[英]Vespa: Failed to fetch json: Connection error: socket write error
We have done deployment for Vespa using Kubernetes on the GKE cluster with 3 nodes while creating a Dockerfile we took Vespa 7.351.32 version as a base image and added a few more things to it我们已经在具有 3 个节点的 GKE 集群上使用 Kubernetes 完成了 Vespa 的部署,同时创建了 Dockerfile 我们将 Vespa 7.351.32 版本作为基础映像并添加了更多内容
The workspace folder contains all the necessary.xml and other files required for the Vespa deployment.工作区文件夹包含所有必要的.xml 和 Vespa 部署所需的其他文件。
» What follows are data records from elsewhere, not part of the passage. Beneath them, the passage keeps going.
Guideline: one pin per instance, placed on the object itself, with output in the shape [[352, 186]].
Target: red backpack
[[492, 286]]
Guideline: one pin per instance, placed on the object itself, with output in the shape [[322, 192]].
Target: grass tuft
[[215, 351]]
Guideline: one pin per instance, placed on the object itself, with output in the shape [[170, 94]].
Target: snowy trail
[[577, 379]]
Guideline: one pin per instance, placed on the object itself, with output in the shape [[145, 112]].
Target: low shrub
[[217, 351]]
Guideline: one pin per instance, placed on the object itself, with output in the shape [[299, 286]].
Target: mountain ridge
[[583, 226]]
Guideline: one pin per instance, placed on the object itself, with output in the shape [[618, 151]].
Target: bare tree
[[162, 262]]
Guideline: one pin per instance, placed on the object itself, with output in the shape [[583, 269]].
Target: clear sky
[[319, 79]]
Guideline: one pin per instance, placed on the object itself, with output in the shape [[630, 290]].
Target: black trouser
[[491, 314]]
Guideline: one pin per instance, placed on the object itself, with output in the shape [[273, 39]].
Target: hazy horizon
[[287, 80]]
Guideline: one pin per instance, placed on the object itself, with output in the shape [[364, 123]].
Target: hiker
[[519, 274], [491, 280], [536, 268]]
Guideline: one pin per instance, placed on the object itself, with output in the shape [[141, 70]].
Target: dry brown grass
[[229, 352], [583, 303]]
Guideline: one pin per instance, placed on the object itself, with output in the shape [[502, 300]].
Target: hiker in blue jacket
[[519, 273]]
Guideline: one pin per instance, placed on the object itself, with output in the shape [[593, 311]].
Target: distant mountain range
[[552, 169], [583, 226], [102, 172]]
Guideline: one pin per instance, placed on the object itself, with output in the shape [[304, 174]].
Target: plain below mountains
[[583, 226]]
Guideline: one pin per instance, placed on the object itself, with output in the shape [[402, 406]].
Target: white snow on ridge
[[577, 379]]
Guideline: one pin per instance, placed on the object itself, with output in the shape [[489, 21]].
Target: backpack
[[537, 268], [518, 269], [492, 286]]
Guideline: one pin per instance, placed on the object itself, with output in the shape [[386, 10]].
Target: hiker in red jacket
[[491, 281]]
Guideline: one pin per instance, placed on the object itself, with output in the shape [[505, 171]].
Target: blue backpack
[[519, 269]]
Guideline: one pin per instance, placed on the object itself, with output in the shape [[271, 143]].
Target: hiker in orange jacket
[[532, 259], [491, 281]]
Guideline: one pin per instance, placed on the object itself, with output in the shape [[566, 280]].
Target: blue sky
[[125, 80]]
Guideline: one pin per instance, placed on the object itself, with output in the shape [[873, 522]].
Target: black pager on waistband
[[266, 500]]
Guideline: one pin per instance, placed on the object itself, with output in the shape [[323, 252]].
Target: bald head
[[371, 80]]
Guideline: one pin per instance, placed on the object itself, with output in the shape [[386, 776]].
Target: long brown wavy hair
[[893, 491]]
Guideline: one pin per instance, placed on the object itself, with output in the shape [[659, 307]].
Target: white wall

Below are the steps we execute inside three PODs to deploy and restart the config server下面是我们在三个 POD 中执行的部署和重启配置服务器的步骤
/opt/vespa/bin/vespa-deploy prepare /workspace && /opt/vespa/bin/vespa-deploy activate
wait (5 min)
vespa-stop-services
vespa-stop-configserver
wait(15min)
vespa-start-configserver
vespa-start-services
vespa-get-cluster-state
vespa-config-status
Then we receive the following error.然后我们收到以下错误。
Please find below the screenshot for the connectivity to 2181 ports on all three pods.请在屏幕截图下方找到与所有三个 pod 上的 2181 端口的连接。
Upon further inspection of logs(using vespa-logfmt -l error), we found that com.yahoo.container.handler.threadpool.threadpool.DefaultContainerTHreadpool
bundle fails to load.在进一步检查日志(使用 vespa-logfmt -l 错误)后,我们发现
com.yahoo.container.handler.threadpool.threadpool.DefaultContainerTHreadpool
包无法加载。 Manually restarting the config server and Vespa services seems to solve the issue.手动重启配置服务器和 Vespa 服务似乎可以解决问题。
Attaching the related log below.下面附上相关日志。
Please help us in understand the following points:请帮助我们了解以下几点:
Does some service need to be running before this bundle is loaded?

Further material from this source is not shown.